Create a new IPC file writer from stream sink and schema.

Return

Result<std::shared_ptr<RecordBatchWriter>>

Parameters
  • [in] sink: output stream to write to

  • [in] schema: the schema of the record batches to be written

  • [in] options: options for serialization, optional

  • [in] metadata: custom metadata for File Footer, optional

Result<std::shared_ptr<RecordBatchWriter>> MakeFileWriter(std::shared_ptr<io::OutputStream> sink, const std::shared_ptr<Schema> &schema, const IpcWriteOptions &options = IpcWriteOptions::Defaults(), const std::shared_ptr<const KeyValueMetadata> &metadata = NULLPTR)

Create a new IPC file writer from stream sink and schema.

Return

Result<std::shared_ptr<RecordBatchWriter>>

Parameters
  • [in] sink: output stream to write to

  • [in] schema: the schema of the record batches to be written

  • [in] options: options for serialization, optional

  • [in] metadata: custom metadata for File Footer, optional

class arrow::ipc::RecordBatchWriter

Abstract interface for writing a stream of record batches.

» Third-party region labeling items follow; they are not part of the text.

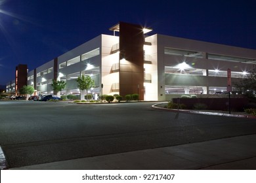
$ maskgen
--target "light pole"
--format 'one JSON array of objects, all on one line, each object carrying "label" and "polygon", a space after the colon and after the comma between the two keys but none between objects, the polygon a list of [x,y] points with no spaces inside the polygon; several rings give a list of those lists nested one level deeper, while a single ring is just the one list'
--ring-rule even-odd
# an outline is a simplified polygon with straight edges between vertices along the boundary
[{"label": "light pole", "polygon": [[139,88],[140,88],[140,84],[138,84],[138,102],[139,102]]}]

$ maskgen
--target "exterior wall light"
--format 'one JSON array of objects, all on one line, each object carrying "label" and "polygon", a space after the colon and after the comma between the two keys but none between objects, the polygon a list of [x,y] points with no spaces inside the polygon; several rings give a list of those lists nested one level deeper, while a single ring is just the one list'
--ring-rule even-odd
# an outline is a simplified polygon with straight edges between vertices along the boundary
[{"label": "exterior wall light", "polygon": [[248,73],[246,72],[246,71],[243,71],[243,75],[248,75]]},{"label": "exterior wall light", "polygon": [[88,63],[85,70],[90,70],[90,69],[93,69],[94,67],[95,67],[93,66],[93,65],[91,65],[91,63]]}]

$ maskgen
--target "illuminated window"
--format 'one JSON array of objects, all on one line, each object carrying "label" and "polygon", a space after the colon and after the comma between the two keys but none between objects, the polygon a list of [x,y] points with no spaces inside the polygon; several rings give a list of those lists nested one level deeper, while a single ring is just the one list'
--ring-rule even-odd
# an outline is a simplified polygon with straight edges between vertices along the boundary
[{"label": "illuminated window", "polygon": [[76,57],[72,59],[67,61],[67,66],[80,62],[80,56]]},{"label": "illuminated window", "polygon": [[47,71],[48,73],[51,73],[51,72],[53,72],[53,67],[48,69],[48,71]]},{"label": "illuminated window", "polygon": [[87,52],[81,56],[81,60],[85,60],[91,58],[95,57],[100,54],[100,48],[93,50],[91,52]]},{"label": "illuminated window", "polygon": [[62,69],[67,66],[67,62],[63,62],[58,65],[58,69]]}]

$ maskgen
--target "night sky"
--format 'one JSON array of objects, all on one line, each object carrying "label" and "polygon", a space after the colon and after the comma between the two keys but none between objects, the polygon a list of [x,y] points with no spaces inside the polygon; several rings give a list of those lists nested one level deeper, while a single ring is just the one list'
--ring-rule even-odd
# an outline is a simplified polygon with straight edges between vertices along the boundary
[{"label": "night sky", "polygon": [[[154,2],[154,3],[153,3]],[[0,0],[0,85],[15,67],[33,69],[119,22],[163,34],[256,49],[255,1]]]}]

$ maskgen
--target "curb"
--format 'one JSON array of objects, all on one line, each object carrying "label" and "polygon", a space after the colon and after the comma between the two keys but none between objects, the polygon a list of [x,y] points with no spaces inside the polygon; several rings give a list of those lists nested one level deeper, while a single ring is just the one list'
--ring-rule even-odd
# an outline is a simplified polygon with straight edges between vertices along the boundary
[{"label": "curb", "polygon": [[203,115],[211,115],[211,116],[226,116],[226,117],[235,117],[235,118],[251,118],[256,119],[256,116],[250,116],[250,115],[242,115],[242,114],[226,114],[221,112],[203,112],[198,110],[183,110],[183,109],[171,109],[167,108],[163,108],[157,107],[157,105],[161,104],[165,104],[167,103],[158,103],[152,105],[152,107],[160,109],[160,110],[167,110],[172,112],[184,112],[184,113],[190,113],[190,114],[203,114]]},{"label": "curb", "polygon": [[5,154],[3,152],[2,148],[0,146],[0,169],[7,169],[7,162],[5,159]]}]

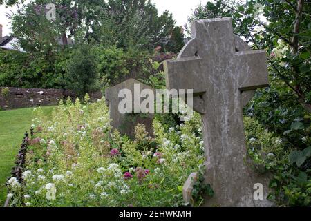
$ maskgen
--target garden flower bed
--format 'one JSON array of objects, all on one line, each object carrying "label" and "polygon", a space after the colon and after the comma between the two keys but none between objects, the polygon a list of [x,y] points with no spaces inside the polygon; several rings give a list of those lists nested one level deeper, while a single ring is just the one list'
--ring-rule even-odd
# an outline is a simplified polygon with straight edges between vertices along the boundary
[{"label": "garden flower bed", "polygon": [[204,162],[197,117],[168,131],[155,120],[154,138],[138,125],[132,141],[111,129],[104,99],[35,111],[23,181],[8,183],[10,206],[182,206],[182,185]]}]

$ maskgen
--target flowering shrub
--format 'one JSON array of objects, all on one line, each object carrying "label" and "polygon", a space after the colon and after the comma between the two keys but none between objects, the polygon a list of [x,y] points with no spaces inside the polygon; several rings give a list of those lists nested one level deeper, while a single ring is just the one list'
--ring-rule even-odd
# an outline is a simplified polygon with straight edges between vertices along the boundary
[{"label": "flowering shrub", "polygon": [[104,99],[61,102],[50,117],[35,111],[23,182],[8,183],[11,206],[180,206],[181,187],[204,162],[197,117],[169,132],[156,120],[154,138],[138,125],[132,141],[111,130]]}]

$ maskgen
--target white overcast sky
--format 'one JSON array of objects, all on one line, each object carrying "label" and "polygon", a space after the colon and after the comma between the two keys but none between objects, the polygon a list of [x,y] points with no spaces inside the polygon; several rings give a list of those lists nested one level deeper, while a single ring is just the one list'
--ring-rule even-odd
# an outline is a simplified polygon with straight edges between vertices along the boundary
[{"label": "white overcast sky", "polygon": [[[165,10],[173,13],[174,19],[178,26],[184,26],[187,21],[187,17],[191,15],[191,10],[202,3],[205,4],[210,0],[152,0],[156,3],[160,13]],[[10,32],[10,21],[6,17],[6,13],[10,10],[15,11],[16,8],[6,8],[0,6],[0,24],[3,26],[3,35],[8,35]]]}]

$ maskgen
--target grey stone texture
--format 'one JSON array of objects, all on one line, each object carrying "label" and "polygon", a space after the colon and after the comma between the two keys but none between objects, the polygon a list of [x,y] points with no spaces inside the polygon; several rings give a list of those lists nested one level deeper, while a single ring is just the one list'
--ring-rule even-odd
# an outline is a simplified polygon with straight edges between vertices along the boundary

Subclassed by arrow::flight::MetadataRecordBatchWriter

Public Functions

Status WriteRecordBatch(const RecordBatch &batch) = 0

Write a record batch to the stream.

Return

Status

Parameters
  • [in] batch: the record batch to write to the stream

Status WriteTable(const Table &table)

Write possibly-chunked table by creating sequence of record batches.

Return

Status

Parameters
  • [in] table: table to write

Status WriteTable(const Table &table, int64_t max_chunksize)

Write Table with a particular chunksize.

Return

Status

Parameters
  • [in] table: table to write

  • [in] max_chunksize: maximum chunk size for table chunks

Status Close() = 0

Perform any logic necessary to finish the stream.

Return

Status

WriteStats stats() const = 0

Return current write statistics.

Statistics

struct arrow::ipc::WriteStats

Public Members

int64_t num_messages = 0

Number of IPC messages written.

int64_t num_record_batches = 0

Number of record batches written.

int64_t num_dictionary_batches = 0

Number of dictionary batches written.

Note: num_dictionary_batches >= num_dictionary_deltas + num_replaced_dictionaries

int64_t num_dictionary_deltas = 0

Number of dictionary deltas written.

int64_t num_replaced_dictionaries = 0

Number of replaced dictionaries (i.e.

where a dictionary batch replaces an existing dictionary with an unrelated new dictionary).